Code that works with field values sometimes need to know their language.

Right now, Field & FieldItem objects do not know their own language, only the containing entity knows it based on where the field is placed in its internal storage ("I know this $field is 'en' because it is stored in $this->fields[en]")
So that info has to be passed along as a separate $langcode param next to the $item / $items objects for every piece of code that might need it.

- This complicates APIs and functions / methods signatures (see #2075095: Widget / Formatter methods signatures needlessly complex)
- This is also very brittle. The multilingual field logic (and notably the language fallback part) is far from simple, and the correct language is not easy to figure out if the connection between the $langcode and the values object is lost somehow (e.g you get an $item but no $langcode)
- Notably, the code in the Field / FieldItem classes themselves does not know which language are the values it's working with :-p
- There is code in current HEAD that assumes that the language of the field is the language of the parent entity, but that assumption is wrong when a "language fallback" logic is applied.

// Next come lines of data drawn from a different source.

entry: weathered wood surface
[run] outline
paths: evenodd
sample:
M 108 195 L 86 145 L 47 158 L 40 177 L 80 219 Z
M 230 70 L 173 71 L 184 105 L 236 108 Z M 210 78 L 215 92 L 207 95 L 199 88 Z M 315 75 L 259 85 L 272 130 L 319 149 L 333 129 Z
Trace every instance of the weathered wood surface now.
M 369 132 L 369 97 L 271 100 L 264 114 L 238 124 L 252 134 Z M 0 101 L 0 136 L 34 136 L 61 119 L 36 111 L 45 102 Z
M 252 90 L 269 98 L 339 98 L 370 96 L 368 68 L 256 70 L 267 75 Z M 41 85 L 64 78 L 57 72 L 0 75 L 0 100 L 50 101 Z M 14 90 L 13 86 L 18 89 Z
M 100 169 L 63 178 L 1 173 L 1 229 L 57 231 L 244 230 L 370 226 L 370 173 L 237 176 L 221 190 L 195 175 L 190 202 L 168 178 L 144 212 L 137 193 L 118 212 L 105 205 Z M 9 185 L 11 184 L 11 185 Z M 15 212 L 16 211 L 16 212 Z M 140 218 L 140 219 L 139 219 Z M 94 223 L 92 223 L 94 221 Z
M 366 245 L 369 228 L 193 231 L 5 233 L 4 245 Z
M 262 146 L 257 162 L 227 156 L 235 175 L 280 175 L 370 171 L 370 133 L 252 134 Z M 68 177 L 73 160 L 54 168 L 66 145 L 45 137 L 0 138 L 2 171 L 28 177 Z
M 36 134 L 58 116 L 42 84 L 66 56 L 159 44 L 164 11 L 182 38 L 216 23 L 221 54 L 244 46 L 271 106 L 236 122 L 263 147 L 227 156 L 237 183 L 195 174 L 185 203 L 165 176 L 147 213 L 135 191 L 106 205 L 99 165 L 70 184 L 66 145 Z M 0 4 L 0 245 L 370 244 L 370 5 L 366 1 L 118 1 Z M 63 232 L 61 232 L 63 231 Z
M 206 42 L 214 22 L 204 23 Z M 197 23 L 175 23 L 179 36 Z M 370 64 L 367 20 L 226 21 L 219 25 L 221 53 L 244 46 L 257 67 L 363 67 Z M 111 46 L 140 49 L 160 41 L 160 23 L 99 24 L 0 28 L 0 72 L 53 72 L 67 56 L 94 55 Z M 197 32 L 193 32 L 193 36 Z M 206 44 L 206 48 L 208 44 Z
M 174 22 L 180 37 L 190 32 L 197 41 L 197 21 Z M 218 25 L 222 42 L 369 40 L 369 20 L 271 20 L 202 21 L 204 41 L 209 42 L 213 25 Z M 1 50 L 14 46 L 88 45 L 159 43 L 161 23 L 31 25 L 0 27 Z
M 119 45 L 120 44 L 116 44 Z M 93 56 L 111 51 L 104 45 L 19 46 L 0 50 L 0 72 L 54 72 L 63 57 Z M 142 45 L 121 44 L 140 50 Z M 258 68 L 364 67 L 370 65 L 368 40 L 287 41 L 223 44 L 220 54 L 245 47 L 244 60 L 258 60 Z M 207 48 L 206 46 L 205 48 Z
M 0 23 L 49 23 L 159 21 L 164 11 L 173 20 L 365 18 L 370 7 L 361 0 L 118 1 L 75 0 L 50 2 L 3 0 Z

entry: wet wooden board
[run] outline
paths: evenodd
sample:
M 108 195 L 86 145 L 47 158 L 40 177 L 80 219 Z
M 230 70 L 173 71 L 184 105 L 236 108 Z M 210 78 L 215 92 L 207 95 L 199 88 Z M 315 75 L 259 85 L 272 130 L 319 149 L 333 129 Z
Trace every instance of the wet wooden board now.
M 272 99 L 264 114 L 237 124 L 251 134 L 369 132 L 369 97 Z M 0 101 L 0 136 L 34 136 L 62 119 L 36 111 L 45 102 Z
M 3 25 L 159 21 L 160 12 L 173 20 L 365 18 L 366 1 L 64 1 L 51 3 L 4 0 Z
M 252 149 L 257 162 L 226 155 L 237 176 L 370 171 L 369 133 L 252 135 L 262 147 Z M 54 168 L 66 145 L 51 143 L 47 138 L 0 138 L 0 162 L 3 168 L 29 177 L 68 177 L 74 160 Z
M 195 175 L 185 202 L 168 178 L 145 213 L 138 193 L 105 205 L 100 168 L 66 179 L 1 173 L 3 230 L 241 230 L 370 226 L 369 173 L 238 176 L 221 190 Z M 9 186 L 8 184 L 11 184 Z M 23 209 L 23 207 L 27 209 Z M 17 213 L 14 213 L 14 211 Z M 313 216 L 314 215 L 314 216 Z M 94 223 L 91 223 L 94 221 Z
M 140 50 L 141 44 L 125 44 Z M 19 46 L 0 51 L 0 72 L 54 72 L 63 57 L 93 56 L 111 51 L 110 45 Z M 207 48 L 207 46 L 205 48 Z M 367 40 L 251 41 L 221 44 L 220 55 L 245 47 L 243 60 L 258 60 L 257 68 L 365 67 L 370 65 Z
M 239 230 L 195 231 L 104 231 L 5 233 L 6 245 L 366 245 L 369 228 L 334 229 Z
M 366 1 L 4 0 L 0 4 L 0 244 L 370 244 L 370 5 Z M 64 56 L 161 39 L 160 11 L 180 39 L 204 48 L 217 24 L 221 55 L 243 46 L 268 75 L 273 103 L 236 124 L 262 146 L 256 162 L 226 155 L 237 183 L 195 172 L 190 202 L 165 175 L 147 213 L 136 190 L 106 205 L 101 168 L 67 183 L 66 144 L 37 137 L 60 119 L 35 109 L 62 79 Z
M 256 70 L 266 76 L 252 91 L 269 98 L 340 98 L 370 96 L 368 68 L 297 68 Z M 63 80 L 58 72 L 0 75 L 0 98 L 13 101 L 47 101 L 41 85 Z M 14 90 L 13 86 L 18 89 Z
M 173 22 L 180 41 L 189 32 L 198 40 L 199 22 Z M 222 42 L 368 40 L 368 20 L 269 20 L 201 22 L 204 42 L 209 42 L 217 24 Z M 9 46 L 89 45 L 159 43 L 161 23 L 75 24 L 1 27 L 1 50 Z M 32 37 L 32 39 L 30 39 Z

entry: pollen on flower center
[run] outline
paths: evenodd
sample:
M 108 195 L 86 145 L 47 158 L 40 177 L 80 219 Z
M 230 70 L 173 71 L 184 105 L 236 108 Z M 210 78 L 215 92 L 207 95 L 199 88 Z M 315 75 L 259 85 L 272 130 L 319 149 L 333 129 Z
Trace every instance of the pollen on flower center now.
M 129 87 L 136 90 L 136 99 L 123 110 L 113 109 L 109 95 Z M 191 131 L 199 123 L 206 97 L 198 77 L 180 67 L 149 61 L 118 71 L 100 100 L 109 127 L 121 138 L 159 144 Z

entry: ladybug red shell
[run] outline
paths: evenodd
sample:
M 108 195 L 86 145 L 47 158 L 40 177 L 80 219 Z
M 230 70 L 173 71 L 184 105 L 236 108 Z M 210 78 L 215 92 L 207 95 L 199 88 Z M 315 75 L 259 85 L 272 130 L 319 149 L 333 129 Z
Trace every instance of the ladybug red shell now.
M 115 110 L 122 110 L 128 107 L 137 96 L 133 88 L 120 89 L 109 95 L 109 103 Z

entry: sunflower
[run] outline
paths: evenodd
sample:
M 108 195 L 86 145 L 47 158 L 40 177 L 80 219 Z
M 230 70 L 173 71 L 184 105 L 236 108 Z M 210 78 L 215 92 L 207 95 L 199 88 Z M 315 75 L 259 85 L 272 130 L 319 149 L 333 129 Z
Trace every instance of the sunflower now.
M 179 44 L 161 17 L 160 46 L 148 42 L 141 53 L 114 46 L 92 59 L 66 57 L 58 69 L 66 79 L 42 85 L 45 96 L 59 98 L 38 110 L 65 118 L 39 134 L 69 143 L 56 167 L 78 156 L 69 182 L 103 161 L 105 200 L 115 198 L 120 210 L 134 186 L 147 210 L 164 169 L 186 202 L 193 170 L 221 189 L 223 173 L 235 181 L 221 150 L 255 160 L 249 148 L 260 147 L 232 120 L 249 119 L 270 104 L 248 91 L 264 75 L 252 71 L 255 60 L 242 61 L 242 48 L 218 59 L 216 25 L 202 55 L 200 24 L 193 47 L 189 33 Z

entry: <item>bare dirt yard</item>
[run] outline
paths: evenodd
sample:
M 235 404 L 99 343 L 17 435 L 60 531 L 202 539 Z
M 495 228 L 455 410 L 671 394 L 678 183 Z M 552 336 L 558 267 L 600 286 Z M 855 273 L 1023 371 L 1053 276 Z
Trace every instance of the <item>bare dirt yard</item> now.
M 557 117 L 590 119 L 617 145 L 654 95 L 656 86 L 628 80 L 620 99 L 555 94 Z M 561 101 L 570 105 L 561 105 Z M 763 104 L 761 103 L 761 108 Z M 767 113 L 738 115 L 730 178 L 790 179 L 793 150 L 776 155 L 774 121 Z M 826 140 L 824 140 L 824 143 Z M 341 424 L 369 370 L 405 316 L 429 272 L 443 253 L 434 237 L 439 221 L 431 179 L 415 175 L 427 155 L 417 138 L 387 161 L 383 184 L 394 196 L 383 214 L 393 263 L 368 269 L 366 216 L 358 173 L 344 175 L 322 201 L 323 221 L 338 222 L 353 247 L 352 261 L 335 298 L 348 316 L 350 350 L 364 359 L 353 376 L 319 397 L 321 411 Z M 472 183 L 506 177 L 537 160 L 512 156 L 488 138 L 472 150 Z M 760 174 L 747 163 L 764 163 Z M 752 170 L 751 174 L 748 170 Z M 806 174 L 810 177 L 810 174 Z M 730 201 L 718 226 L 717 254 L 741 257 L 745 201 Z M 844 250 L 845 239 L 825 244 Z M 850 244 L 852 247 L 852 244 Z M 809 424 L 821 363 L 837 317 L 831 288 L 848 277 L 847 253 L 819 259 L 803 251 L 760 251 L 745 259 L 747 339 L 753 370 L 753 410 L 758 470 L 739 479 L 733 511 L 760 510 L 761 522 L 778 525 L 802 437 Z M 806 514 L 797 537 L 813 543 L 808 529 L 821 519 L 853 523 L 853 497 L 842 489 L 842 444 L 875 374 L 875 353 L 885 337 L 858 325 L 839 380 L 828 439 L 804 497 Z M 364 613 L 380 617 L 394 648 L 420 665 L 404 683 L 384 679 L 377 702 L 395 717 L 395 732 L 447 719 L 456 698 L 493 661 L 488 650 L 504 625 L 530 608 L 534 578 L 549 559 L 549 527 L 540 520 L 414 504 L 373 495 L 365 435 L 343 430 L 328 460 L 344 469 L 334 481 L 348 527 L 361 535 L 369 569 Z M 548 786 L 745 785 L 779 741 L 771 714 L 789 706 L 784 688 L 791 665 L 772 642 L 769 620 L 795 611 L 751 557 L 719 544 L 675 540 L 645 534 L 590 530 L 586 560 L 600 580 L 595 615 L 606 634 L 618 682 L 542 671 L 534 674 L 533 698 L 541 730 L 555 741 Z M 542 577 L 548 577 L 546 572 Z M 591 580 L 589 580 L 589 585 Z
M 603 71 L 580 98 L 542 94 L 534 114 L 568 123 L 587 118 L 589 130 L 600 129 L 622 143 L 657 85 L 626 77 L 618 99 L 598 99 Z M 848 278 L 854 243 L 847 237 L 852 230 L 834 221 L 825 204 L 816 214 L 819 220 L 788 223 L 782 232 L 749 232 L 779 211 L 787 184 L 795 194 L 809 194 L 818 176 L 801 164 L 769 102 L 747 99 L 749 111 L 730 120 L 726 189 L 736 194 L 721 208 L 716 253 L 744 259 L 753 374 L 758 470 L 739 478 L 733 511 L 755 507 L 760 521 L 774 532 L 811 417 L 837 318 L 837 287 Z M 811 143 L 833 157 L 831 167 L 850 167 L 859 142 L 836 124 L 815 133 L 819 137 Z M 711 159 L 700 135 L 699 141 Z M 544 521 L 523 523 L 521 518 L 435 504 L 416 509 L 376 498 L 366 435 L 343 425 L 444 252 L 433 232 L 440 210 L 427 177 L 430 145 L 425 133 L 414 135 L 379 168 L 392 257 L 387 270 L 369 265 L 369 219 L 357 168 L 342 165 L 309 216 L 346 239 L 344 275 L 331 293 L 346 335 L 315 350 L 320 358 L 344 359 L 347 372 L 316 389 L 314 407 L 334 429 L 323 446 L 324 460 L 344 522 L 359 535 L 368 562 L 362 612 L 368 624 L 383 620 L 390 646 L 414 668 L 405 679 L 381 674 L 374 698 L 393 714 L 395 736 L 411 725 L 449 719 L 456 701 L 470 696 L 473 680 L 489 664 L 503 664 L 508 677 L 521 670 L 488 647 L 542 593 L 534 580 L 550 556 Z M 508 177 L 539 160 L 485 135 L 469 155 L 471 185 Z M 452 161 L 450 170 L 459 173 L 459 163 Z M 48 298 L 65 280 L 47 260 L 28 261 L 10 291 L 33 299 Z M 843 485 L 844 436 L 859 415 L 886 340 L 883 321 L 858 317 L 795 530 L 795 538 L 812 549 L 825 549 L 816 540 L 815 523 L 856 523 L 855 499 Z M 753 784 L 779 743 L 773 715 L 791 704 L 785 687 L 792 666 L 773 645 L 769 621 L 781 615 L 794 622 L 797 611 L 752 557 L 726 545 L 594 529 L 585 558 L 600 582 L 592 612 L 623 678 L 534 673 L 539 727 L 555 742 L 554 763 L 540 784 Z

This is sick: field values have *one* langcode in storage, and they are turned into objects at runtime, so those objects should just carry their own language, not expect the external code to somehow know it for them.
Language fallback API & logic is still in flux for D8 (#2019055: Switch from field-level language fallback to entity-level language fallback), all the more reason to separate it from the rest of the code that works with field values. Language fallback assembles a set of fields according to whatever logic it sees fit. The rest of the code works with those values, and if needed reads their language directly from the value objects without needing an external fallback map to be passed along or rebuilt if it's been lost.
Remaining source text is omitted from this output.